As many of you know, some books about this topic have been written. I've seen questions that are of historic value, and/or discussions about them. Some include:
This query shows some additional results, too.
The open/closed ratio of interview questions suggests that it's off-topic. However, if you look at the questions themselves, those that have been closed are often asking what to expect during an interview, rather than having an actual question/problem and its answer.
My thought was that, if a single post meant to be a collection of interview questions and their answers existed, it'd be:
- More immediately accessible than a book
- Less prone to become outdated like a book
- More informative regarding how question trends change, if any exist at all
The goal was to have the community post interview questions they're familiar with, provide an answer to the problem, and explain the answer in detail for it to be useful.
Given the site's encouragement to share our own knowledge, the fact that we'd be looking at specific problems, and providing actual solutions, suggests to me that this could be considered on-topic.
A potential format for each post could be something like:
The Problem Statement
Problem statement here
What the Problem Statement Seeks to Show
Offer an explanation of what the problem statement actually means or supposed to prove about the candidate being interviewed.
An Answer and/or Solution
This is my solution to the problem above, including code if necessary.

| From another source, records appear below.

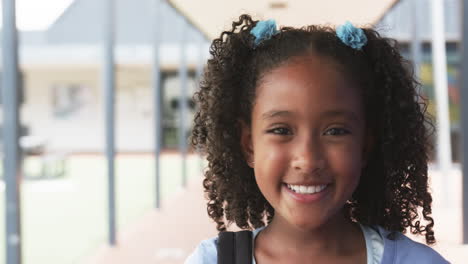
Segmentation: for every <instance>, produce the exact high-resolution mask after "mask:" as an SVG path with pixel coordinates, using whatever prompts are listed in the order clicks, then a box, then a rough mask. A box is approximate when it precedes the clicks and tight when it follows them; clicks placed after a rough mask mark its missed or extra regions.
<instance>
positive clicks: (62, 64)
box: [19, 0, 208, 152]
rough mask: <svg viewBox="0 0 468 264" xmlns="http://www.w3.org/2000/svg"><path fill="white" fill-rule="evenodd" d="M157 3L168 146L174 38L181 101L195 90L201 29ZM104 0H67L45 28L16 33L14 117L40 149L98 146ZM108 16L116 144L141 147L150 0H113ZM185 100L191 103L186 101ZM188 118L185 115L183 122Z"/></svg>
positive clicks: (177, 112)
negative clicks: (20, 89)
mask: <svg viewBox="0 0 468 264" xmlns="http://www.w3.org/2000/svg"><path fill="white" fill-rule="evenodd" d="M163 2H164V3H163V4H162V7H161V13H162V19H161V20H162V32H161V36H160V39H162V43H161V47H160V59H161V62H160V63H161V71H162V77H161V85H162V91H163V100H162V102H161V103H162V107H163V109H164V111H163V130H164V135H163V138H164V140H163V146H164V147H165V148H173V147H174V148H175V147H176V146H177V132H176V129H177V127H178V122H179V121H178V111H177V107H178V98H179V94H180V90H181V88H180V86H181V85H180V83H179V79H178V78H177V76H178V74H177V72H178V65H179V62H180V59H181V56H180V55H181V41H182V40H183V39H185V40H186V43H185V44H186V45H185V47H186V52H185V54H186V55H187V58H186V61H187V62H188V71H189V73H188V76H189V78H188V89H189V96H188V98H187V100H191V98H190V96H191V94H193V92H194V91H195V89H196V85H195V73H196V69H197V67H198V65H200V63H201V61H203V59H206V58H205V57H206V53H207V51H208V46H207V44H206V38H205V37H204V36H203V34H202V33H201V32H199V31H198V30H197V29H195V28H194V27H193V26H192V25H191V24H190V23H187V22H185V19H184V18H183V17H182V16H181V15H180V14H179V13H178V12H177V10H175V9H174V8H173V7H172V6H170V5H168V4H167V3H166V2H165V1H163ZM104 4H105V1H94V0H75V1H74V2H73V3H72V4H71V5H70V6H69V7H68V8H67V9H66V10H65V11H64V12H63V14H62V15H61V16H60V17H59V18H58V19H57V20H56V21H55V22H54V23H53V24H52V25H51V26H50V27H49V28H47V29H46V30H44V31H34V32H20V36H19V42H20V48H19V57H20V67H21V72H22V83H23V103H22V107H21V120H22V124H23V126H24V127H25V128H26V129H25V131H26V132H25V133H27V134H28V135H30V136H33V137H34V138H36V139H38V141H43V143H44V144H45V146H46V148H47V149H50V150H67V151H74V152H101V151H102V150H103V149H104V142H105V141H104V98H103V89H102V87H103V85H102V80H101V79H102V77H101V72H102V63H103V52H102V50H103V48H102V46H103V45H102V43H103V39H104V34H103V32H104V31H103V30H104V27H103V17H102V14H103V13H104V12H103V8H104ZM115 19H116V25H115V28H116V32H115V39H116V44H115V45H116V47H115V57H116V147H117V151H120V152H149V151H152V150H153V146H154V144H153V141H154V140H153V137H154V136H153V134H154V133H153V131H154V130H153V123H152V122H153V114H152V112H153V105H154V104H153V90H152V64H153V61H152V60H153V36H154V1H152V0H139V1H138V4H135V3H134V1H131V0H116V15H115ZM184 25H186V27H187V28H186V29H183V27H184ZM183 32H186V36H185V37H182V34H183ZM201 57H203V58H201ZM190 105H191V106H192V107H191V109H193V104H189V106H190ZM191 112H193V111H191ZM191 119H192V116H191V115H189V118H188V124H187V125H188V127H190V124H191Z"/></svg>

An Explanation of the Answer and/or Solution
This is my explanation of why my solution is correct
While I, personally, don't think interview questions are necessarily an accurate and/or reasonable representation of a candidate's capabilities or lack thereof (e.g. nerves have gotten the better of me in past interviews), discussing whether interview questions prove and/or show what they supposedly prove and/or show is different and not the intention of the posts, b/c it's too opinionated.
If posting such a question in SE.SE is off-topic, is there a way in which it can be worded/proposed so that it is on-topic? If not, is there another SE site where it would be on-topic without much dispute?